The gauge at Florala must be broken because that part of the river would only reach 31 ft during major flooding, not sure about the one at 87, the tides play with that one some.


----------



## Buckchaser (Jan 28, 2014)

87 gauge needs to be under 38.5 but even then will be outta the banks in a lot of places, 37-38 is perfect. It hasn't been perfect all year


----------



## jcoss15 (Oct 11, 2010)

Btw, when I say lower yellow I basically mean from Milligan to millers bluff, that’s mainly were I fish.


----------



## DMC (Nov 28, 2010)

Thanks for the reply. I'm fishing mostly below the 87 bridge.


----------



## joshuae2 (Sep 18, 2011)

I'm going to set hooks this weekend, while im there I think I will pull up to the 87 bridge where the meter is and see how deep it actually is. it never goes below 37FT which would make it about the deepest part of the river just about. at least the deepest place I've seen.


----------



## joshuae2 (Sep 18, 2011)

well we went and set hooks on Sunday night only caught 4, but we had a good time. anyway, went up by the 87 bridge and I could not find anything that was more than 20ft deep. so I don't know why the meter reading always says its above 30 ft.


----------



## CaptGene (Nov 30, 2014)

For the first time I launched at the end of Ward Basin Road and ran up the Yellow River to just past hwy 87 bridge. River was high/in the woods/ and RUNNING.

Also explored several side channels and sloughs.

To me..it looked like the fast current had scoured the bottom of the main river clear of anything but sand. My side scan sonar even showed the sand waves in the bottom. 

Seems like the side channels, sloughs, or Lilly Pads on the slow side if the main river might be the places to fish.

I’m 90% Gulf fisherman, but these last two years have not been kind (rough weather all the time). SO, I bought a 15 XPress Duckboat and trying my hand at the freshwater rivers.

Anyone with knowledge OF Blackwater and/or Yellow I’m willing to take fishing and pick their brain.

Heck, I’ll provide boat, bait, lunch, and drinks.

Don’t worry I’m not a novice...I can tie my own hooks, and bait them. Mostly stay out if trees and snags.


----------



## Eatme (May 7, 2019)

Everything S of milligan is affected by the tides.


----------



## billyb (Aug 22, 2012)

Eatme said:


> Everything S of milligan is affected by the tides.

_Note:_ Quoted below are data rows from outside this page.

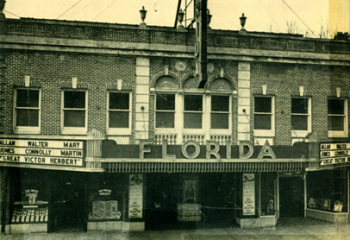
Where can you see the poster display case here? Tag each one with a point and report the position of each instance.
(31, 215)
(105, 208)
(327, 193)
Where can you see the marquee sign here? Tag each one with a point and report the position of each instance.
(67, 153)
(334, 153)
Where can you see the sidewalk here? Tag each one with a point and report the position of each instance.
(298, 231)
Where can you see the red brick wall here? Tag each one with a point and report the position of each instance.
(283, 81)
(49, 70)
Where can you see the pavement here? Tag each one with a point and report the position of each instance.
(299, 230)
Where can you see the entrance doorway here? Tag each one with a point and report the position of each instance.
(161, 198)
(68, 207)
(291, 190)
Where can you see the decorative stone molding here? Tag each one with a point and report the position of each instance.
(166, 82)
(80, 85)
(230, 80)
(161, 74)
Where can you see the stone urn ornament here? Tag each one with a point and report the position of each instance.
(143, 13)
(2, 6)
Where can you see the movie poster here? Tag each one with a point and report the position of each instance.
(248, 194)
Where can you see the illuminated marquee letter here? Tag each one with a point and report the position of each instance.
(215, 151)
(250, 152)
(164, 150)
(266, 151)
(144, 142)
(196, 151)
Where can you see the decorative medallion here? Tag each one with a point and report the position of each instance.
(180, 66)
(210, 67)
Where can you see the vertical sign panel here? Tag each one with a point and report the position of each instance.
(135, 195)
(248, 194)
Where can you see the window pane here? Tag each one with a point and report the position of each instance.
(27, 98)
(262, 121)
(27, 117)
(299, 122)
(74, 99)
(193, 102)
(192, 120)
(118, 119)
(119, 100)
(219, 121)
(335, 123)
(220, 103)
(299, 105)
(165, 120)
(74, 118)
(262, 104)
(165, 102)
(335, 106)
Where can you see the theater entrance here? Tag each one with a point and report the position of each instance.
(291, 196)
(161, 202)
(68, 205)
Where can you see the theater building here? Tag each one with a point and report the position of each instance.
(103, 127)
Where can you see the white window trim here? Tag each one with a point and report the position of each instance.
(74, 130)
(119, 131)
(176, 113)
(340, 134)
(303, 133)
(271, 132)
(194, 130)
(227, 131)
(25, 129)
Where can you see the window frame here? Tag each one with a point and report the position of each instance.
(119, 131)
(74, 130)
(26, 129)
(344, 133)
(176, 111)
(265, 132)
(221, 131)
(302, 133)
(194, 130)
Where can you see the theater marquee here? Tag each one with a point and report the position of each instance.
(334, 153)
(62, 153)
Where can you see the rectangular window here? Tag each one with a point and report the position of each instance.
(74, 108)
(264, 116)
(263, 113)
(119, 113)
(337, 118)
(165, 111)
(27, 111)
(220, 112)
(300, 119)
(193, 111)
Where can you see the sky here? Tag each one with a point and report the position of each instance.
(262, 15)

That is not true at all. The tide may affect the river up to 87, but above that you will not notice it at all. Just ask anyone who launches at Miller's Bluff and they will agree with me. We have had a camp at Wilkerson Bluff since 1963 and I am familiar with YR. Have fished from Hwy 2 to the mouth of the river all of my life.


----------



## SouthernBreeze (Apr 16, 2019)

joshuae2 said:


> well we went and set hooks on Sunday night only caught 4, but we had a good time. anyway, went up by the 87 bridge and I could not find anything that was more than 20ft deep. so I don't know why the meter reading always says its above 30 ft.


The reading is not actual depth of the river at a given point. It is elevation of the river surface above sea level.


----------



## Bamasippi (Oct 17, 2018)

Wow 😳 this post came from the dead


----------